A dog and a mess I haven't read the book but read the reviews after I watched the series. The book sounds like a soap opera by Garmus who seem to hate men, religion and had poured all her anger into her story that's inconsistent, not well written or researched - she clearly didn't stick to the advice of write what you know and she was born in the late 1950's so the least she could have done was a tonne of research. This would then explain why the show writers had little to work with as seen in the fluctuating plotline from episode to episode, the inaccurate behaviour of the characters living in the 1940's to 1950's.
The main theme is of a brilliant chemist, Elizabeth Zott's (Larson) struggle to achieve academic accolade in a sexist research department in a misogynistic era. In the first five minutes, we see she's a successful TV cook who uses her chemistry knowledge to teach the mass how to cook. This would have been delightful and witty for the rest of the series but unfortunately, the writers couldn't help themselves and thus the preaching and absurdity begins.

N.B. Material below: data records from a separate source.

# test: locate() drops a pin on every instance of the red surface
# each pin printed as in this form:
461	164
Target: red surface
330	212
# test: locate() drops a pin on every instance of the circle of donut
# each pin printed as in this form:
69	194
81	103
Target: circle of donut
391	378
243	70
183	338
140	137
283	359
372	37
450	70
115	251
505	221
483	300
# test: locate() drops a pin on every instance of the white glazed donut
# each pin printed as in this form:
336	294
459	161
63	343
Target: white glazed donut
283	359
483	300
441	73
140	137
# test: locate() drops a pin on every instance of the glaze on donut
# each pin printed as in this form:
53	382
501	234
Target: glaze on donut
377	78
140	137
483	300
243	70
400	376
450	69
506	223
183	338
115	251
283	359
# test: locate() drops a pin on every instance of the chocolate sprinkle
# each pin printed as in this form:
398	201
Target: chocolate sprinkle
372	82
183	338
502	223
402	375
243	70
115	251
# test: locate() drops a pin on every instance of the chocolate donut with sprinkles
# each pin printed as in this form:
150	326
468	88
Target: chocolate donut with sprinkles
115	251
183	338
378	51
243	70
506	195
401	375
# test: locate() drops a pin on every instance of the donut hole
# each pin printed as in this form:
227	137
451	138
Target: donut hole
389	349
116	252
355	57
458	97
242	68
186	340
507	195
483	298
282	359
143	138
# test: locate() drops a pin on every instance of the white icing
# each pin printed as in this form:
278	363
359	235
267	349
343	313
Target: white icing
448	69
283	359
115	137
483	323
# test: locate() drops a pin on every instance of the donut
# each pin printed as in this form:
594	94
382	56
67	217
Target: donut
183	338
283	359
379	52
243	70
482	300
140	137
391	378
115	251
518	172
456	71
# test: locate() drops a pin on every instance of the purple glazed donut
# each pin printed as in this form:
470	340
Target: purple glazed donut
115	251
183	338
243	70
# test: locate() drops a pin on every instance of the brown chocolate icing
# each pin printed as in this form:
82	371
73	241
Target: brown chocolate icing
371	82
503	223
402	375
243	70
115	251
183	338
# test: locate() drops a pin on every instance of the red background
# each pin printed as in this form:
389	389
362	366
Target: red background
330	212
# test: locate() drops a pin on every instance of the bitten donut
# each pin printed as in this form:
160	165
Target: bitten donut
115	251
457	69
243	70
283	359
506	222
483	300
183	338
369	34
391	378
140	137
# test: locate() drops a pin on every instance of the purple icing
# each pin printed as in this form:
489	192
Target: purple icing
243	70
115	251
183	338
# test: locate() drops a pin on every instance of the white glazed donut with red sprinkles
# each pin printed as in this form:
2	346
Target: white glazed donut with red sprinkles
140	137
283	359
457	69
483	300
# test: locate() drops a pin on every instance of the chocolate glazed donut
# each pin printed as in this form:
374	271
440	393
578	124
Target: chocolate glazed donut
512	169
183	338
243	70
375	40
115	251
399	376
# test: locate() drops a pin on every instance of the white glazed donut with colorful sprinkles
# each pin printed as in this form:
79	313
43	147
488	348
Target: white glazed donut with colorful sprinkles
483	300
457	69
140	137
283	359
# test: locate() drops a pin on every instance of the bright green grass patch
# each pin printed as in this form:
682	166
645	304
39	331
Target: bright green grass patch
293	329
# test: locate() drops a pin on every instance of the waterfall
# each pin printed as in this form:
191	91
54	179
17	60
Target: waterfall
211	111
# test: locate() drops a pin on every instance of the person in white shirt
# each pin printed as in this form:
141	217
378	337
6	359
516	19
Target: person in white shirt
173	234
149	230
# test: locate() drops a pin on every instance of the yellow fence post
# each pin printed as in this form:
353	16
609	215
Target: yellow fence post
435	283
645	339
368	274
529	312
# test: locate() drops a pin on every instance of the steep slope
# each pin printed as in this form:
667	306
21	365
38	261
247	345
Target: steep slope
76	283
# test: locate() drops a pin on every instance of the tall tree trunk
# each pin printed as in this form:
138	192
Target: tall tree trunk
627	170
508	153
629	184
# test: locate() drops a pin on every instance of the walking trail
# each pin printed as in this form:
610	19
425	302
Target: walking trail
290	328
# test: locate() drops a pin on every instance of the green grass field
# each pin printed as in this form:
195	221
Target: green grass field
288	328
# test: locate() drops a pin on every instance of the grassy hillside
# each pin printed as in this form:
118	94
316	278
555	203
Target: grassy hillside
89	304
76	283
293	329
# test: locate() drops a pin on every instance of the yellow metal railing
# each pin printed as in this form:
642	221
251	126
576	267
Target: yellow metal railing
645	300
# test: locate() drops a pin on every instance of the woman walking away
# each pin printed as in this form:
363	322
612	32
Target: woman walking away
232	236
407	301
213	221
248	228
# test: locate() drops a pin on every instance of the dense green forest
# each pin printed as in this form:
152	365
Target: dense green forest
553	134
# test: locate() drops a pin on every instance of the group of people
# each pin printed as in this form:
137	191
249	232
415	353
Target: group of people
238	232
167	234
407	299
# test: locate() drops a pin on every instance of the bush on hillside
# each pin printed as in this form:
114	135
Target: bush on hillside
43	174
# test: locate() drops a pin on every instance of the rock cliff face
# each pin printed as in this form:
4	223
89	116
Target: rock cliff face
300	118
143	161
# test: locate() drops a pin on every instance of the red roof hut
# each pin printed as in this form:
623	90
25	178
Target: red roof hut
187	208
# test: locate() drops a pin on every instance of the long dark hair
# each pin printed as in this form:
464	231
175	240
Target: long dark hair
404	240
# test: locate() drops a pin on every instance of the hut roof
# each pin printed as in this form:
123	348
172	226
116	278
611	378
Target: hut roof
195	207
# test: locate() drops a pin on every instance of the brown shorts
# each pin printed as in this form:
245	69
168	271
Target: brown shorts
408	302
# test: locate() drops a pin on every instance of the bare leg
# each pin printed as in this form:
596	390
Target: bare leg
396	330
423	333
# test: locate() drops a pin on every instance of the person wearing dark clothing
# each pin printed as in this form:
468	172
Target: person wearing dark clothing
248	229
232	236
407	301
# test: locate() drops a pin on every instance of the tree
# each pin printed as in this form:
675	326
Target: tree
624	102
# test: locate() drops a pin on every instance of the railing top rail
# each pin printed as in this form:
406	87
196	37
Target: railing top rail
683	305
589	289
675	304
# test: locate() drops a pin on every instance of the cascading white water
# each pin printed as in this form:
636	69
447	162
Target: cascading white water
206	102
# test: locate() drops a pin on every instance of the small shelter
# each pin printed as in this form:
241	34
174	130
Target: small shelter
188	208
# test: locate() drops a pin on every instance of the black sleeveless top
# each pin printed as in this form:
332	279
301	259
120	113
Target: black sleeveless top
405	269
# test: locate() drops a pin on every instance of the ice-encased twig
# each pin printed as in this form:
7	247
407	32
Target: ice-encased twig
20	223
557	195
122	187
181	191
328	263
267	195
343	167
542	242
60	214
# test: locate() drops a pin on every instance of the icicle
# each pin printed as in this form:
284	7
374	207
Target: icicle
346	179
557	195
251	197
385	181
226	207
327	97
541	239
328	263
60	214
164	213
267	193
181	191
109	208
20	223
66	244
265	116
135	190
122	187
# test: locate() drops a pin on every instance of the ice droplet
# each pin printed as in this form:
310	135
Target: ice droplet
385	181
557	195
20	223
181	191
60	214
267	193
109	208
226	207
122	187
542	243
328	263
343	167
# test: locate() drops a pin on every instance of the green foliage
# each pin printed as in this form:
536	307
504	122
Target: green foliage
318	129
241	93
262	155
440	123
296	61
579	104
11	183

Zott's black neighbour, Harriet (Naomi King) is purely planted there to highlight racism but the writers don't go deeper than her fight against a proposed highway over her neighbourhood. She's a force to be reckon with, eloquent and poised, but suddenly, she's so cocky she's like one of the white men who tries to put women in their places. Harriet organises a protest after being inspired by MLK, sees fellow protestors arrested but it's all treated lightly and in the end, she loses her plight and all gets quietly swept under the rug while the focus is shifted back to Zott. It's such an embarassing plotline with no credibility whatsoever except for pure tokenism. If the proposed highway is such a threat, Zott would have been more involved because her house is opposite Harriet's but she doesn't seem too bothered that they are going to be homeless soon.
There's a whole episode where the dog 6:30 narrates how he was a military dog that eventually found his way to Zott's house and he should have protected Evans (Pullman) from his untimely death. The dog is a big feature in the book but the one episode dropped in like that just made the series odd and especially silly when 6:30 disappears altogether in the after episodes.
Each epsiode seem to be its own entity, they don't even appear in the right sequence. Evans dies early on but it's not until the last two epsidoes that his story is explained properly but only to introduce a wealthy heiress who turns out to be his biological mother (DeWitt) who was forced to give him up as a baby. Naturally she has her own research foundation and thus Zott is able to quit her TV show and go back to being a chemist waiting her professorship - so much for her own feminist struggle when she's merely handed the golden key by her deceased lover's mother.
The flat, stereotypes do nothing to make the series watchable or entertaining. Most of the men are either sexist, thieves or liars. And I still haven't figured out why there's a scene of Pullman showering in the lab, his nudity on display as if to serve the point that it's about time actresses don't have to be the ones to be naked but it's ill placed and doesn't serve the story. Lastly, Zott behaves more like a robot than a determined scientist. She lacks emotion until she's transformed by Evans, again so much for feminism and sticking it to the men.
Following the same formula of ticking the boxes and preaching to the masses, this is another failed series where the writers don't care for character or story development. Gone are the days when there's the motivation to write well, to entertain and humour. Now it's either virtue signalling or a mad roller coaster ride.
The two stars are for the dog and costumes, at the very least, they were nice to look at.